France and Italy both announced additional austerity measures last week, including tens of billions of euros in cutbacks. Italy, which is the third largest economy in the eurozone, could be especially vulnerable as its public debt equals some 120 percent of gross domestic product.
In the United States, by contrast, where the national debt almost equals the size of the economy, the administration is reluctant to scale back public investments. Indeed, President Barack Obama and his Democratic Party insist that more stimulus is needed to propel the economy into recovery.
The American government currently borrows approximately a third of what it spends, amounting to a deficit of nearly 10 percent of GDP. Shortfalls are projected for several more years, necessitating several trillions in spending reductions over the next decade if the country is to achieve balance in the medium term.
Opposition Republicans, who control the lower chamber of Congress, have passed a comprehensive “cut, cap and balance” plan for fiscal consolidation that cuts federal spending immediately, caps it at a certain measure of GDP and legally prohibits future deficit spending with a balanced budget amendment. The Democratic majority in the Senate rejected the proposal as did the president.
“We don’t need a constitutional amendment to do our jobs,” Obama explained last month, which is “to make sure that the government is living within its means.” He has yet to present a credible plan for deficit reduction however. His 2012 budget proposal included just $100 billion in yearly cuts, trillions short of the amount that independent experts and the Congressional Budget Office estimate is necessary to eventually regain balance.
A balanced budget amendments is popular with American voters. Nearly all the states already have such provisions in place.
European politicians are exploring similar methods to force especially countries in the periphery like Greece to rein in spending. French president Nicolas Sarkozy and German chancellor Angela Merkel said on Tuesday that they would push other eurozone governments to enshrine deficit limits in their constitutions. Sarkozy advocates such a measure at home although his socialist opposition is skeptical. One leftist presidential contender has suggested that the conservative first aim to achieve his 3 percent deficit target for 2013 before considering constitutional reform.

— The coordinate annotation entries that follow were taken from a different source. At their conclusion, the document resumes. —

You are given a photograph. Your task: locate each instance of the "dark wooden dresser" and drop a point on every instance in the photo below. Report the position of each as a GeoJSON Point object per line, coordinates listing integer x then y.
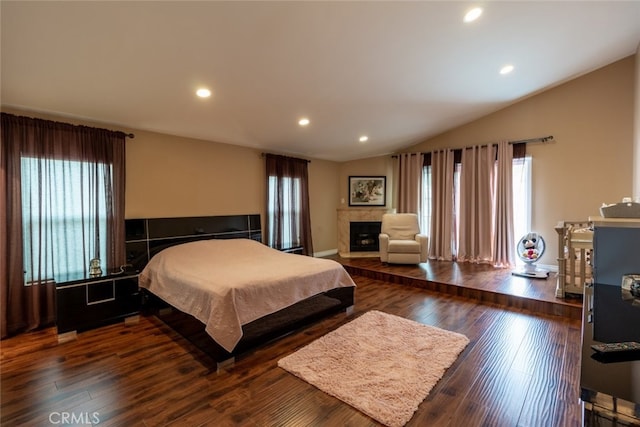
{"type": "Point", "coordinates": [85, 303]}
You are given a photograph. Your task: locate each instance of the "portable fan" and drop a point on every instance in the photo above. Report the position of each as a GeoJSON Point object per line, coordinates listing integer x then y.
{"type": "Point", "coordinates": [530, 249]}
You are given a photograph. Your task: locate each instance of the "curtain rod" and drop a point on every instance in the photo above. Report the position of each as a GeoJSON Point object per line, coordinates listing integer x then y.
{"type": "Point", "coordinates": [282, 155]}
{"type": "Point", "coordinates": [520, 141]}
{"type": "Point", "coordinates": [533, 140]}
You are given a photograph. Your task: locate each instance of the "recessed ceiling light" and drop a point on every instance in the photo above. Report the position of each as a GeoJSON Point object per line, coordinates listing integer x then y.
{"type": "Point", "coordinates": [473, 14]}
{"type": "Point", "coordinates": [203, 93]}
{"type": "Point", "coordinates": [506, 69]}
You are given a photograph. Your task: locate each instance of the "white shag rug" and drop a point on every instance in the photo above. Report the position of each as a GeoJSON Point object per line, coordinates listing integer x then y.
{"type": "Point", "coordinates": [381, 364]}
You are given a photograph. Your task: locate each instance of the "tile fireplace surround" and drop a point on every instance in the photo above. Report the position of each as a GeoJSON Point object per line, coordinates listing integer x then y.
{"type": "Point", "coordinates": [347, 215]}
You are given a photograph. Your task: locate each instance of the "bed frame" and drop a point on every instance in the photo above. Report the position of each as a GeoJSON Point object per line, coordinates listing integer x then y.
{"type": "Point", "coordinates": [146, 237]}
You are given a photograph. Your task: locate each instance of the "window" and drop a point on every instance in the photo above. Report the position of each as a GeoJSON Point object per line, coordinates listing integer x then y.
{"type": "Point", "coordinates": [290, 210]}
{"type": "Point", "coordinates": [62, 201]}
{"type": "Point", "coordinates": [521, 198]}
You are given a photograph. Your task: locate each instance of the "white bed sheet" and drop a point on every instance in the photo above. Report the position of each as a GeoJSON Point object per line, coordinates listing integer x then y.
{"type": "Point", "coordinates": [228, 283]}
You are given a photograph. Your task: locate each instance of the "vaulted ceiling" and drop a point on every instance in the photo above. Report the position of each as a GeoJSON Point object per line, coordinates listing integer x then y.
{"type": "Point", "coordinates": [398, 72]}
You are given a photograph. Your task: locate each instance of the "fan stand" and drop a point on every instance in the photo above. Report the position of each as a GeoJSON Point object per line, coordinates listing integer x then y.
{"type": "Point", "coordinates": [530, 270]}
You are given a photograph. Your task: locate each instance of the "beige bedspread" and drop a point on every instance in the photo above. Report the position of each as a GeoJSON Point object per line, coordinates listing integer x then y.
{"type": "Point", "coordinates": [228, 283]}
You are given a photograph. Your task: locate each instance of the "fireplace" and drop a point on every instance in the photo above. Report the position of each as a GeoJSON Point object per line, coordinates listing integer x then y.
{"type": "Point", "coordinates": [363, 236]}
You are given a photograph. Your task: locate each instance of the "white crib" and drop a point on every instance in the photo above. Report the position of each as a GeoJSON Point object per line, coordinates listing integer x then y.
{"type": "Point", "coordinates": [575, 248]}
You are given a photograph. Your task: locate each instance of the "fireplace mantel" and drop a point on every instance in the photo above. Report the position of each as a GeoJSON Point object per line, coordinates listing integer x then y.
{"type": "Point", "coordinates": [347, 215]}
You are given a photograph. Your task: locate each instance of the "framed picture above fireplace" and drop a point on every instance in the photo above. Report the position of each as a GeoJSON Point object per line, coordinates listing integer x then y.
{"type": "Point", "coordinates": [367, 190]}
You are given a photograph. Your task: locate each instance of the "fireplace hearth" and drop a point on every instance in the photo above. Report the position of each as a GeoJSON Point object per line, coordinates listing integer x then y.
{"type": "Point", "coordinates": [363, 236]}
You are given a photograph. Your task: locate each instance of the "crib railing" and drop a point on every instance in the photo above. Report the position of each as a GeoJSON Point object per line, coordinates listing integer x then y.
{"type": "Point", "coordinates": [575, 247]}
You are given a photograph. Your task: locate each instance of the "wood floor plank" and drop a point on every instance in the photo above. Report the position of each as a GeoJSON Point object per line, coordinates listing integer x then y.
{"type": "Point", "coordinates": [518, 369]}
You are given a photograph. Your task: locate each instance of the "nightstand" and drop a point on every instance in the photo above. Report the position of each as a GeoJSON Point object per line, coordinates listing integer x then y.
{"type": "Point", "coordinates": [84, 303]}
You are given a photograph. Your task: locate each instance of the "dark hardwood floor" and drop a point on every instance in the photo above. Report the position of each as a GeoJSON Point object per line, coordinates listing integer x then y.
{"type": "Point", "coordinates": [520, 369]}
{"type": "Point", "coordinates": [481, 282]}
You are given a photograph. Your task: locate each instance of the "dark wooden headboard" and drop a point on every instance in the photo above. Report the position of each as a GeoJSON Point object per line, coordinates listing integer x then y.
{"type": "Point", "coordinates": [147, 236]}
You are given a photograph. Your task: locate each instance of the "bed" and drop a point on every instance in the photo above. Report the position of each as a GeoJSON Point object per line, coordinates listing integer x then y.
{"type": "Point", "coordinates": [214, 282]}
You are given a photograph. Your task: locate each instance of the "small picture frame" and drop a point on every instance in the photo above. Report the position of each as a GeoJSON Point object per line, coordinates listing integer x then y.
{"type": "Point", "coordinates": [367, 190]}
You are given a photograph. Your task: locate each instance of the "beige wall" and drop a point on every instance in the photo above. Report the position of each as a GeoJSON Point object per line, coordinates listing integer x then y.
{"type": "Point", "coordinates": [170, 176]}
{"type": "Point", "coordinates": [591, 162]}
{"type": "Point", "coordinates": [374, 166]}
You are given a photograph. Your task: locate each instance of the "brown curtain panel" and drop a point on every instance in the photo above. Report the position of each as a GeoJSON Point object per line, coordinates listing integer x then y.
{"type": "Point", "coordinates": [410, 182]}
{"type": "Point", "coordinates": [47, 158]}
{"type": "Point", "coordinates": [289, 218]}
{"type": "Point", "coordinates": [503, 235]}
{"type": "Point", "coordinates": [476, 205]}
{"type": "Point", "coordinates": [441, 246]}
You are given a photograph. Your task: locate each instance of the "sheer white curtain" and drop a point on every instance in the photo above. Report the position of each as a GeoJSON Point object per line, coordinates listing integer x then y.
{"type": "Point", "coordinates": [476, 205]}
{"type": "Point", "coordinates": [410, 182]}
{"type": "Point", "coordinates": [442, 238]}
{"type": "Point", "coordinates": [503, 234]}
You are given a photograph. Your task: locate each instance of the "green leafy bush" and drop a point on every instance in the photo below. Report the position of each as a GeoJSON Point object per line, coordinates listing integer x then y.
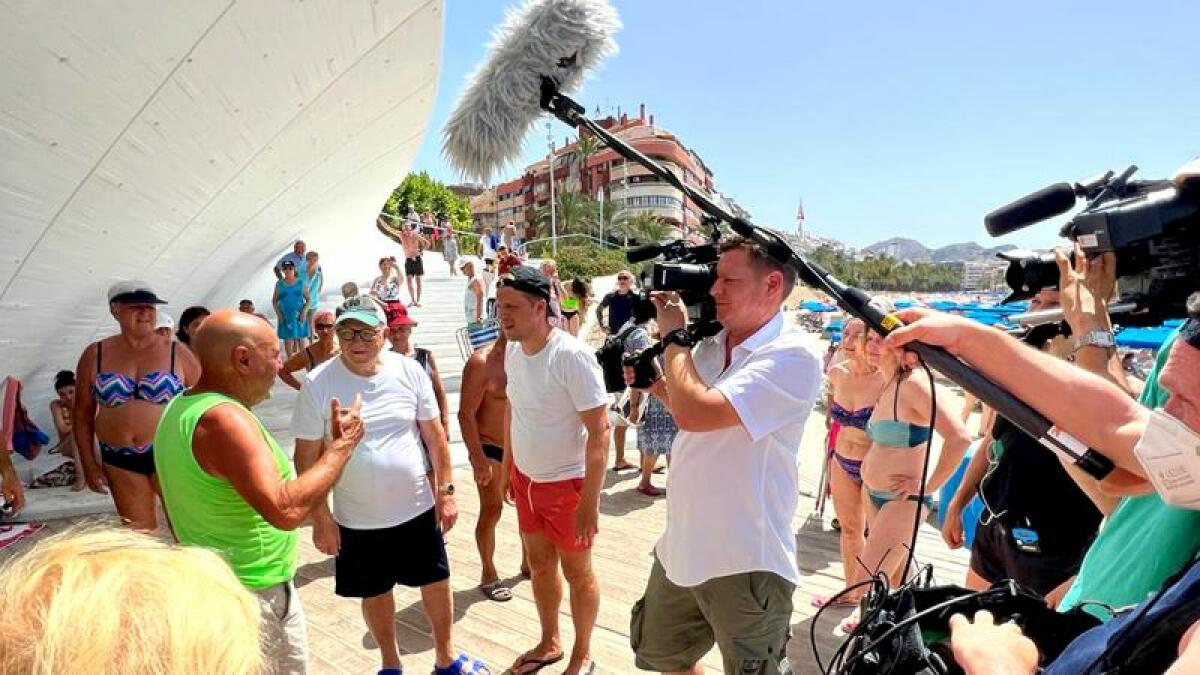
{"type": "Point", "coordinates": [582, 261]}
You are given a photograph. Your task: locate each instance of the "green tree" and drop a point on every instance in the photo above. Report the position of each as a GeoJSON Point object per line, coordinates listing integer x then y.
{"type": "Point", "coordinates": [574, 214]}
{"type": "Point", "coordinates": [885, 273]}
{"type": "Point", "coordinates": [423, 193]}
{"type": "Point", "coordinates": [643, 226]}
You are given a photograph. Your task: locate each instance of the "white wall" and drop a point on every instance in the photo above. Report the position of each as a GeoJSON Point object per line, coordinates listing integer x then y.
{"type": "Point", "coordinates": [187, 143]}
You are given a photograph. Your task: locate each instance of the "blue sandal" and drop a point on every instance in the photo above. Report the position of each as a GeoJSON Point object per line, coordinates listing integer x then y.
{"type": "Point", "coordinates": [463, 665]}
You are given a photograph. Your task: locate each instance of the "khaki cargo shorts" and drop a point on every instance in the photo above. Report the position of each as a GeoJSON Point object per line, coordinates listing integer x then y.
{"type": "Point", "coordinates": [747, 615]}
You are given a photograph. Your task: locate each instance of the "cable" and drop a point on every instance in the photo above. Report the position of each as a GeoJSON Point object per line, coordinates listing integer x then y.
{"type": "Point", "coordinates": [923, 614]}
{"type": "Point", "coordinates": [829, 602]}
{"type": "Point", "coordinates": [1116, 640]}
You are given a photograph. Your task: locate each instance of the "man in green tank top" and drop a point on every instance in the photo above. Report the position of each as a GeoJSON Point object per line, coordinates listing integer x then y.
{"type": "Point", "coordinates": [228, 487]}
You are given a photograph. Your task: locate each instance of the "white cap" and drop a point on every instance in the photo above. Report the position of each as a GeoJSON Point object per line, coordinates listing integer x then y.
{"type": "Point", "coordinates": [165, 321]}
{"type": "Point", "coordinates": [133, 292]}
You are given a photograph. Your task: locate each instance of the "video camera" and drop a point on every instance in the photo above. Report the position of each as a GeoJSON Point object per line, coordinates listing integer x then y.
{"type": "Point", "coordinates": [687, 268]}
{"type": "Point", "coordinates": [1152, 226]}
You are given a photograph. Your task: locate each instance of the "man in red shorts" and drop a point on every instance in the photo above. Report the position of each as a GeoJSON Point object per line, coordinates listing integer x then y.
{"type": "Point", "coordinates": [555, 453]}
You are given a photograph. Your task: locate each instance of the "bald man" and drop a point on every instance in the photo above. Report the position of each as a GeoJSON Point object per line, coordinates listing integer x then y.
{"type": "Point", "coordinates": [228, 487]}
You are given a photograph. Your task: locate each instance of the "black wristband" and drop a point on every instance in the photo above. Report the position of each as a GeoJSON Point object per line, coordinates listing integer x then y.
{"type": "Point", "coordinates": [679, 336]}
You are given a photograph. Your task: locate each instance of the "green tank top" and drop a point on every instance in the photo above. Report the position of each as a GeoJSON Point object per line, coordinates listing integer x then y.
{"type": "Point", "coordinates": [207, 511]}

Germany enacted a balanced budget provision in the wake of the financial crisis in 2009 which limited its government’s yearly ability to borrow to .35 percent of GDP, starting in 2016. From 2020 onward, the German states will not be permitted to run a deficit at all except during emergencies.
The countries most desperately in need of fiscal reform are Greece and Spain where socialists governments have been unable to reduce spending enough to meet the European deficit maximum of 3 percent of GDP. Both had a 10 percent shortfall last year and each had their credit ratings downgraded, stirring market apprehension about the indebtedness of countries like Belgium and Italy which were previously deemed safe. Imposing deficit limits on governments throughout the eurozone should assure investors that countries will not be permitted to continue to pile on debt.